Ach ja, Gott helfe, der Syvert sei ja an sich recht brav, — da fehle nichts! — Und der Kjersti fiel dabei eine Geschichte ein, die sie einmal gehört, von einem Paar, das sich so sehr ein Kind gewünscht. Die Frau habe nicht besseren Verstand gehabt, als daß sie bei einem Zauberweib Hilfe gesucht und von ihr sowohl Teufelsdreck wie auch Bibergalle bekommen habe; sie habe es sich sowohl außen auf geschmiert, wie auch in sich hineingeschluckt; aber es wurde doch nicht anders mit ihr, nein! — Nicht eher, als bis eines Sommers der Hering in die Bucht geschwärmt kam und mit ihm zugleich viele fremde Schleppnetzfischer.
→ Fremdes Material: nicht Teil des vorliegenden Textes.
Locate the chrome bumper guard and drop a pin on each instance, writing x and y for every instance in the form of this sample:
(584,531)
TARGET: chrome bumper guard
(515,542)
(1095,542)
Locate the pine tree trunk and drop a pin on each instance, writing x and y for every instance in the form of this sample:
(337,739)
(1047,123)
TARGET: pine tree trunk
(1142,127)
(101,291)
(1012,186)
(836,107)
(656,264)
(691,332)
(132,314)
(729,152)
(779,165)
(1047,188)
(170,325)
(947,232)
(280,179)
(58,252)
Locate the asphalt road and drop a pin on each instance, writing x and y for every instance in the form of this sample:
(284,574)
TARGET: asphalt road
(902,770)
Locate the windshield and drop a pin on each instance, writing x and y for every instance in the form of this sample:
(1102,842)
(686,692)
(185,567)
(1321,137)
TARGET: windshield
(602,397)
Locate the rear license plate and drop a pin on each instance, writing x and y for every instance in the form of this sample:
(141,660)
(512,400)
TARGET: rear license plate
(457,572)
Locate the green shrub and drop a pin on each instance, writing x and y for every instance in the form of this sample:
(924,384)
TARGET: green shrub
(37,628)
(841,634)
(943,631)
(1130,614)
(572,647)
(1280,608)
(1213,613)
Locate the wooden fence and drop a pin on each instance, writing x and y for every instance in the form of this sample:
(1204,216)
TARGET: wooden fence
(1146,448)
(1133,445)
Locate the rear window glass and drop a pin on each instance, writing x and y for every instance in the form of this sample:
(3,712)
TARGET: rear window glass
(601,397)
O ja, die Sehnsucht brennt, wenn sie erst da ist! »Aber willst du glauben, daß der Mann das Kind ebenso lieb gewann, als sei er der rechte Vater? Ja, ist das nicht merkwürdig? — Aber als der Bub gut ein Jahr alt war und sie ihn am Sonntag zur Taufe in die Kirche bringen wollten, ja, da war solch ein Unwetter, daß sie, als sie in den Fjord hineinsegelten, umschlugen; und da nahm der Herrgott Mutter und Kind zu sich — nahm sich wieder, was er verweigert hatte zu schenken und nahm obendrein mehr!« Sie habe die Leut sogar recht gut gekannt.

Die Beret hörte aufmerksam zu und kam mit der Nachbarin in ein lebhaftes Plaudern. —

Die Männer am Tisch waren zuletzt auch der Erzählung gefolgt.
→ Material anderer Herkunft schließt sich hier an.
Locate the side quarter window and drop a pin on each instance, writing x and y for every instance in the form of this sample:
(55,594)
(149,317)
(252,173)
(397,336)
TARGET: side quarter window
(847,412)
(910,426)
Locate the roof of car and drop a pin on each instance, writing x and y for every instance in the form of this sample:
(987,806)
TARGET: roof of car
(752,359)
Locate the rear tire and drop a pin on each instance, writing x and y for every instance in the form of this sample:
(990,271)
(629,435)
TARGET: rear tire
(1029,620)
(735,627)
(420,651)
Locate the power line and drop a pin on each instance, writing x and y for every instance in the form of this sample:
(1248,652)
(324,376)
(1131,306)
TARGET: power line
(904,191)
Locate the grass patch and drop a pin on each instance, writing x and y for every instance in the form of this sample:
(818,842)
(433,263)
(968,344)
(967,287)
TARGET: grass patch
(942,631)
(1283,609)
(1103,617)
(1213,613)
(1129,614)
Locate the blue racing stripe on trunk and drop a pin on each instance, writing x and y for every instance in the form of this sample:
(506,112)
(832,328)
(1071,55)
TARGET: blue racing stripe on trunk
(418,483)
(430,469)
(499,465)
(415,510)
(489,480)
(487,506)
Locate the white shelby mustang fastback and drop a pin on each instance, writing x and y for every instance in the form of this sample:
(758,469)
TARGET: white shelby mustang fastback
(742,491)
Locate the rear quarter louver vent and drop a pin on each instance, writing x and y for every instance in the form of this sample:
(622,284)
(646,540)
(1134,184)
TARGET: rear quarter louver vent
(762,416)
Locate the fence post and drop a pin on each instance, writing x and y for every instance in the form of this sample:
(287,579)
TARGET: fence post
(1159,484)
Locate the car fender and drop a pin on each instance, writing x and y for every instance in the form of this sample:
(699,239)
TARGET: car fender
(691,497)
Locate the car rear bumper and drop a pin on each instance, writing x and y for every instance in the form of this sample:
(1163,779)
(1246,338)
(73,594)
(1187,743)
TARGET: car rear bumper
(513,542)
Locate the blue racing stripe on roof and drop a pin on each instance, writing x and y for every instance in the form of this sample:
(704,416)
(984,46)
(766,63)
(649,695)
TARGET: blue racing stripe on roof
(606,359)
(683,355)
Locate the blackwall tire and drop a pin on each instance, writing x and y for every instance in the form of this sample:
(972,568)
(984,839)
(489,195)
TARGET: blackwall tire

Der Per Hansen warf dem Syvert lachend einen Blick zu, der Syvert schaute wieder die Wände auf und ab und sagte hitzig:

»Du solltest lieber über Amerika plaudern, Kjersti; mit dem Trollwesen drüben in Norwegen haben wir jetzt abgeschlossen!« Er erhob sich zum Gehen.
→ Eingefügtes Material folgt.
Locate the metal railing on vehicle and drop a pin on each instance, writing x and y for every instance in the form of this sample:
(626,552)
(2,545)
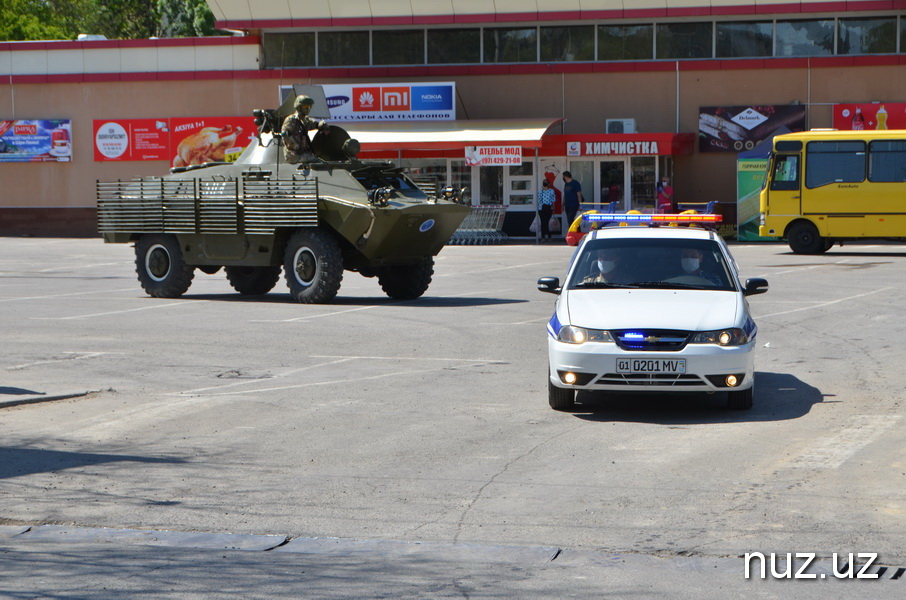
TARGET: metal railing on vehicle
(483,225)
Aber davon wollte der Per Hansen nichts wissen. Wenn sie nun doch schon dem Unwetter getrotzt hätten, sollten sie auch noch eine Weile bleiben: »Und heimwärts hast du Mitwind, Syvert!« —

Eines Nachmittags kam der Hans Olsen mit seinem ganzen Hausstand zu Besuch. Sie blieben bis zur Dunkelheit, ließen etwas davon fallen, daß sie nun wohl bald an den Heimweg denken müßten, machten aber keine Anstalten zum Aufbruch. — — Die Sörine hatte ein Geschenklein für die Beret mitgebracht. Sie habe einige Stoffreste liegen gehabt, mit denen sie nichts anzufangen gewußt. In dieser Zeit des Jahres sei es so langweilig, daß sie sich etwas zu tun suchen müsse; und da habe sie halt etwas für den Ankömmling, auf den sie alle miteinander warteten, genäht. Und die Sörine zog aus dem Busen ein Kinderhäublein; es war aus weißen und roten und blauen Streifen zusammengesetzt, hatte lange Seidenbänder und war mit großer Sorgfalt genäht. Es war ein hübsches Stück. Alle mußten sie das Mützlein bewundern; die Freude war groß und das Lob floß reichlich. — Die Beret sagte am wenigsten; sie nahm mit feuchten Augen die Mütze entgegen und legte sie vorsichtig in die große Lade.

Heute abend war es die Beret, die durchaus, nichts davon hören wollte, daß die Gäste schon gingen. Sie war hartnäckig und entschieden. Hier lägen doch so viele Eßwaren herum, — mehr als sie selbst verzehren könnten! Die Gäste müßten ihnen unbedingt helfen, etwas davon zu vertilgen! — — Das freute den Per Hansen ungemein. Es verhalte sich gerad, wie die Beret sage, sie hätten übergenug, und mehr noch schwimme im Sioux River herum; der heutige Abend müsse durchaus mit frischen Fischen gefeiert werden! — Er lief hinaus nach Gefrierfisch und zerlegte ihn selbst. Und das war akkurat wie auf dem Lofot, und er war wieder bei bester Laune.

Alle fanden es an diesem Abend gemütlich.